Ferruccio Parazzoli dall’alto della sua lunga carriera in Mondadori, con tono colloquiale ci guida nel mondo della scrittura e dell’editoria, riflette sul significato di essere scrittori e lo fa sempre in modo colto e originale.
Riporto un brano estremamente interessante, da: Inventare il mondo. Teoria e pratica del racconto, Garzanti [da pag 24 a pag 26], dove cin indica una via per superare il cosidetto blocco dello scrittore.
Di fronte al foglio bianco: pensare o scrivere?
Le scelte e gli errori: di chi e di che cosa scrivere e perché. Premessa: quando si scrive bisogna puntare il più in alto possibile, in gara con ognuno di quegli autori che sono elencati nella Garzantina di letteratura dalla A alla Z. In gara, non importa dove si arriva.
Fare lo scrittore vuol dire impegnarsi seriamente sia da un punto di vista artistico sia professionale. Le due cose non sono separate. Può avvenire, ma solo per disgrazia. La scrittura è il mezzo che uso, i lettori mi crederanno se riuscirò a dar loro l’illusione. Attraverso che cosa? Attraverso la scrittura. Non ho altro mezzo.
Entrando nel tema della pagina bianca c’è una premessa. Non mi metto a scrivere se non ho un bagaglio, dentro di me, che ho incamerato, un insieme di sensazioni, ricordi, osservazioni, idee. Non posso mettermi a scrivere se prima non ascolto. Che cosa? Il mondo non è silenzioso. Il brusio, non i rumori, del mondo. La mia posizione e di colui che spia, un eterno spionaggio. Solo con l’antenna alzata e sento questo brusio continuo. Non è detto che sia sempre un brusio umano, il brusio lo mandano anche le cose. Per lo scrittore il silenzio del mondo non esiste, c’è sempre qualcosa da ascoltare. Tutto parla, tutto si muove, tutto produce un suono, a volte anche un rumore. E la vita che, come una grande rappresentazione, ci avvolge e di cui facciamo parte. Il mondo è rappresentazione, diceva Schopenhauer. Se vogliamo scrivere facciamo un passo indietro e la fotografiamo all’interno di noi: un susseguirsi di flash, un insieme di flash, lampi.

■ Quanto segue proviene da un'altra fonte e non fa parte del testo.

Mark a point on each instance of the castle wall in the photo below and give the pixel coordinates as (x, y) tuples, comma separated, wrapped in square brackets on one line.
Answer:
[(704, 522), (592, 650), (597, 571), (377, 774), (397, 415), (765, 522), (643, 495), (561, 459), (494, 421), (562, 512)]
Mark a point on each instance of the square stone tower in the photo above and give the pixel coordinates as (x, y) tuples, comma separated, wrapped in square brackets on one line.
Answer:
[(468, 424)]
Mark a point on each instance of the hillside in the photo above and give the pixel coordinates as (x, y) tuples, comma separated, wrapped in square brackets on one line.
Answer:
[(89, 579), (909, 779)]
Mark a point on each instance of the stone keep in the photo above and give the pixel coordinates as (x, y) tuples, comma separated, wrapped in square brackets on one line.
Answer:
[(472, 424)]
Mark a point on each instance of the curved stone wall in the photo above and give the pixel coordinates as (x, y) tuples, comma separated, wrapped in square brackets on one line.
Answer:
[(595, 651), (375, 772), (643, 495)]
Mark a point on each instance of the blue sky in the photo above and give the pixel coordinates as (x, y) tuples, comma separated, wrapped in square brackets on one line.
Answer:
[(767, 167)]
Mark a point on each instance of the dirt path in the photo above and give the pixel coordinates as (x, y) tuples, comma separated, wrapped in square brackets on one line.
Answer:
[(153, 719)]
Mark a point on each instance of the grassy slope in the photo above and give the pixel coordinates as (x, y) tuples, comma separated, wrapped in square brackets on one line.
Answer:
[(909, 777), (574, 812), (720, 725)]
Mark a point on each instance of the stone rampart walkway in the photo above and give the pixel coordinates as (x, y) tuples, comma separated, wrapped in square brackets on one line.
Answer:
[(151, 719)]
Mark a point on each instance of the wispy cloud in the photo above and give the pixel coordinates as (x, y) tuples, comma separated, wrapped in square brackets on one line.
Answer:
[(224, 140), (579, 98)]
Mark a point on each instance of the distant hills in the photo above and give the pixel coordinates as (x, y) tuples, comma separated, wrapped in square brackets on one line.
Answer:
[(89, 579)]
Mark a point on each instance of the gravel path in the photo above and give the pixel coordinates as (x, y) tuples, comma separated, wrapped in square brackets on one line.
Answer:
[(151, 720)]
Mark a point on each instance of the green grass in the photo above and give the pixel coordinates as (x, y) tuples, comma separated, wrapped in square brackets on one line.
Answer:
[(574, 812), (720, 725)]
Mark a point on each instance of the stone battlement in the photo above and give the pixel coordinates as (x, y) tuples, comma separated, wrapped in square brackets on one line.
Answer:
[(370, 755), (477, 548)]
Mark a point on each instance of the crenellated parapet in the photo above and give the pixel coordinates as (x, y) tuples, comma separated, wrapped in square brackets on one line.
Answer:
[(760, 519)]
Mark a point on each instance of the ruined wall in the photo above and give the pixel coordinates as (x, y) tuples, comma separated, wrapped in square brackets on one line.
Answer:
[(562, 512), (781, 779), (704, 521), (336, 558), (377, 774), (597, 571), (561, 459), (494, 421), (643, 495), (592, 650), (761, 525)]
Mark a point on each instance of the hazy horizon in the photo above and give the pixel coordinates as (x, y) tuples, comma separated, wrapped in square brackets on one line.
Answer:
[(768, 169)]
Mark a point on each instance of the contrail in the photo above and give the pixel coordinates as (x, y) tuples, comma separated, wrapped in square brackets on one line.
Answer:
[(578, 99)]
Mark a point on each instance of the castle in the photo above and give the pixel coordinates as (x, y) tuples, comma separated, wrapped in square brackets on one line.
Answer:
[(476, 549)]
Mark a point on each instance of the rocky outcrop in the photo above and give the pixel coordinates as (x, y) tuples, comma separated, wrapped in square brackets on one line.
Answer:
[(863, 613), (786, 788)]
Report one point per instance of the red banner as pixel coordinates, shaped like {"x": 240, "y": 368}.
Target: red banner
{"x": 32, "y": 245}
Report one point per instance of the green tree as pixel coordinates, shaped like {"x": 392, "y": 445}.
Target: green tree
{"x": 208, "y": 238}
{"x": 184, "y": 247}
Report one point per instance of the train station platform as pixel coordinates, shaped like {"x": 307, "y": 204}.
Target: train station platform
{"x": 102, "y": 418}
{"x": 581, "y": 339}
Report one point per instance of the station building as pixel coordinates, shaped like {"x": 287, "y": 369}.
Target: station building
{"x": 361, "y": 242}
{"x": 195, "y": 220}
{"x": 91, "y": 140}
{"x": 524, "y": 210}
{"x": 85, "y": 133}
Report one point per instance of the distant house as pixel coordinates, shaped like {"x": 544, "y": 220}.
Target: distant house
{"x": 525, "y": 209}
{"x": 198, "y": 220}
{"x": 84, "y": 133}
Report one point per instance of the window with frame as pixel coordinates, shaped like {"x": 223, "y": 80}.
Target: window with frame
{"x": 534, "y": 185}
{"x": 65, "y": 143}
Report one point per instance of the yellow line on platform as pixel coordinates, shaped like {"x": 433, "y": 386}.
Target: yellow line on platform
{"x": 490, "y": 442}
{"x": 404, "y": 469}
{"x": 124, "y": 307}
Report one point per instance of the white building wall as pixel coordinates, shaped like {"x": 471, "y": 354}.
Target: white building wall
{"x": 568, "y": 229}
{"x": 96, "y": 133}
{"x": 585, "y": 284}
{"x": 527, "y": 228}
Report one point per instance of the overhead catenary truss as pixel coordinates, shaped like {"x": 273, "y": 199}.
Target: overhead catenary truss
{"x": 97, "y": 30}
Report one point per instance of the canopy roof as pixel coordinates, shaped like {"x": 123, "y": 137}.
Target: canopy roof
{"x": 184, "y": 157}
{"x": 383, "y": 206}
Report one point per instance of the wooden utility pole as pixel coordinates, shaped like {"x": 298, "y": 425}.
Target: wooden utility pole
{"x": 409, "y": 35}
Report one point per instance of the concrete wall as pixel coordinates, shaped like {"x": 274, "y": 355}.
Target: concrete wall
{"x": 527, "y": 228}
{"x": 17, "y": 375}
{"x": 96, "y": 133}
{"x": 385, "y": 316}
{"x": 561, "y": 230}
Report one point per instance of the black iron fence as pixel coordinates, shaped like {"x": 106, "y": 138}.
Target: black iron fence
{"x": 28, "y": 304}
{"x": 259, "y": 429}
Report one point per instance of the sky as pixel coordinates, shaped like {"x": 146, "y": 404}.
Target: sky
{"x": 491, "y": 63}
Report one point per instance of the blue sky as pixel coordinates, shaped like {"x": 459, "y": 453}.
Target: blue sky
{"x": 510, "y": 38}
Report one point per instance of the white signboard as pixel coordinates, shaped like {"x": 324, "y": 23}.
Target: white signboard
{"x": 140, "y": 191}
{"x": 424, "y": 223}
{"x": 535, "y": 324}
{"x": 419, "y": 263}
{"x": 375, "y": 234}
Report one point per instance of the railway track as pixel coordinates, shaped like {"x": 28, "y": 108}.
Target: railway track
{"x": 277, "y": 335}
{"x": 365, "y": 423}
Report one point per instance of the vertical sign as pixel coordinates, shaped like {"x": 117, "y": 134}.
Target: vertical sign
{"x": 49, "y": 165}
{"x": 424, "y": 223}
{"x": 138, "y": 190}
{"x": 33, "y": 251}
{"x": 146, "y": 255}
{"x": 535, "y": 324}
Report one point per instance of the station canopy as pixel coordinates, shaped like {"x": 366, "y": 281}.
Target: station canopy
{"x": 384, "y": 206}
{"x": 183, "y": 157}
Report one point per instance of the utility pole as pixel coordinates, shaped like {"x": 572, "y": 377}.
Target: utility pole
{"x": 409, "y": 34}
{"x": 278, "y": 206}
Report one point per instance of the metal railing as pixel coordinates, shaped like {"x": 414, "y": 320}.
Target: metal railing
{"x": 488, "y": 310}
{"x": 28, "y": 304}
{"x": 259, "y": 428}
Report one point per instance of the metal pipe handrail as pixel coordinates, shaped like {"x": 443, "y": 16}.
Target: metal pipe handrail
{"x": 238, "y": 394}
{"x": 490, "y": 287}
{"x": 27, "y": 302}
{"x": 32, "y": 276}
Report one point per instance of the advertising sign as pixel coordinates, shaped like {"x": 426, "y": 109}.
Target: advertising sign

Come si fa. In pratica è quello che chiamo lo smascheramento della vita. La vita si nasconde, i fatti si nascondono, tutto si nasconde. Perché, dietro che cosa? Dietro alla normalità, dietro la banalità, dietro la quotidianità, ma è proprio dietro questi nascondigli che noi dobbiamo andare a scovare quello che sarà il nostro nucleo narrativo.
Come ci arrivo? Con la parola. Il mio unico mezzo è la parola. Diceva Derrida, inventore del decostruzionismo, l’accadere dell’impossibile: all’inizio c’è la parola. Non voglio arrivare al Vangelo di Giovanni che dice: “all’inizio era il Verbo”. Ma, dal momento che ho detto che dobbiamo puntare più in alto possibile, ci arrivo: all’inizio era il Verbo. Cosa vuol dire. Una cosa che tormentava Mauriac: che lo scrittore è Dio,o è come Dio, o fa le veci di Dio, o ha l’onniscienza di Dio… fa parte di un certo potere perché ha la parola. […]
A questo punto mi posso sedere davanti al mio computer. Che faccio? Mi metto lì a pensare alla prima frase? A come elaborerò la prima frase? No. Mi metto pensare che cosa avverrà nel primo capitolo? No. Mi metto a pensare se mi conviene iniziare con un personaggio maschile o femminile? Niente di tutto questo e, in ogni modo, tutto questo; ma niente di tutto questo all’inizio. Se mi metto davanti al computer acceso, io scrivo: non ci sto a pensare nemmeno cinque minuti. Scrivo: posso sempre buttare; però, scrivo.